The eccentric Coca-Cola bottling heir has faced numerous sexual harassment suits by former employees.

(CN) — Billionaire Alkiviades David's attempt block a former employee's lawsuit through an anti-SLAPP motion met with failure once again Tuesday, when a California appellate panel upheld a lower court's rejection of the motion.

David, the eccentric heir to the overseas Coca-Cola bottling fortune, has had various business ventures of his own, including a modeling agency, a streaming site and a hologram theater. He has also been sued by numerous former employees claiming harassment, sexual harassment and sexual assault.

In 2019, at least four of the suits went to trial and David lost three of them: A jury ordered David to pay former production assistant Mahim Kahn $58.25 million; another ordered him to pay Chastity Jones $11.1 million; and third jury ordered David to pay Lauren Reeves, a former hologram theater writer, $5 million.

That same year, a sexual harassment and wrongful termination lawsuit brought by former employee Elizabeth Taylor ended in a hung jury. David had represented himself in what was by all accounts a circus-like trial, with the defendant making frequent profanity-laced outbursts, being fined $10,000 by the judge and even being thrown out of the courtroom on more than one occasion.

Shortly after the wild trial ended, David claimed vindication, saying in a statement: "This case is not just about me. I’m fighting this for the innocent men and women unfairly convicted in social media. I want to strike a blow against lawyers who cynically abuse the spirit of the #MeToo movement for personal gain."

Months later in February 2020, Taylor filed a supplemental complaint against David claiming retaliation that occurred after her she filed her first complaint.

“Mr. David’s sadistic and retaliatory attacks against Ms. Taylor took the form of physical threats, online cyberbullying, profane outbursts and meritless cross-claims," Taylor said in her supplemental complaint.

Among other things, Taylor claimed that David said while being deposed — and as Taylor sat across the table from him — “I don't like this fat woman. I don't want this horrible, disgusting, pimply asshole — you know, you are."

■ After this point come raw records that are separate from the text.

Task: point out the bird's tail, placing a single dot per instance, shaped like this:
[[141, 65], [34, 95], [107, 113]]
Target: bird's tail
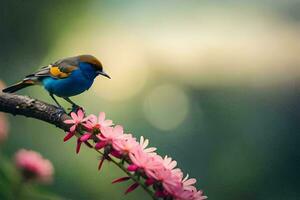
[[18, 86]]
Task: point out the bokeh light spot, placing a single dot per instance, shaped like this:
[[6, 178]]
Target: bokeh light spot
[[166, 106]]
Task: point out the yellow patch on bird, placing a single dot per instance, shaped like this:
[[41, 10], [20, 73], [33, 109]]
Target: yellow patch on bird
[[54, 71], [29, 81]]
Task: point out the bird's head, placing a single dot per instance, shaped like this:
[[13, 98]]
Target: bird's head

Taylor also claims David's various blog and Instagram posts at the time of the trial insulted, harassed and threatened both Taylor and her lawyer, Lisa Bloom. One showed photos of the two women with red Xs over their faces and the hashtag, #slaythedragon." Another called Taylor "mental" and Bloom a "formidable cunt."

David filed an anti-SLAPP motion, a legal device available in some states, like California, that helps defendants ward off meritless lawsuits in the name of free speech. In the motion, David contended his social media and blog posts were free speech activities related to areas of public interest, since his trials were covered so widely in the press, and since Bloom is famous.

Los Angeles Superior Court Judge Rafael Ongkeko rejected the anti-SLAPP motion, finding David's social media posts were not done in the public interest but simply for the purposes of "mud-slinging" and "retaliation."

A three-judge Second Appellate District panel agreed and upheld Ongkeko's order Tuesday.

"Nothing in the supplemental complaint or the anti-SLAPP motion suggests the posts contained any substantive information about the trial itself or the #metoo movement in general," LA County Superior Court Judge Gary Micon, sitting by designation, wrote for the panel. "To the contrary, the posts appear to consist solely of David’s negative views of Taylor personally."

Justices Nora Manella and Thomas Willhite joined Micon's opinion.

"The case now goes back to court for a jury trial," David's attorney, Dana Cole, said in an email. "Mr. David, who represented himself in the first trial and almost won it outright, looks forward to achieving full vindication this next go round."

Asked if he would be representing David during that go round, Cole replied, "We will be working those issues out."

In a written statement, Bloom said: "For Elizabeth, this is a giant step forward in her fight for justice, as her jury will be able to hear the fuller story of what she has had to endure in standing up against sexual harassment."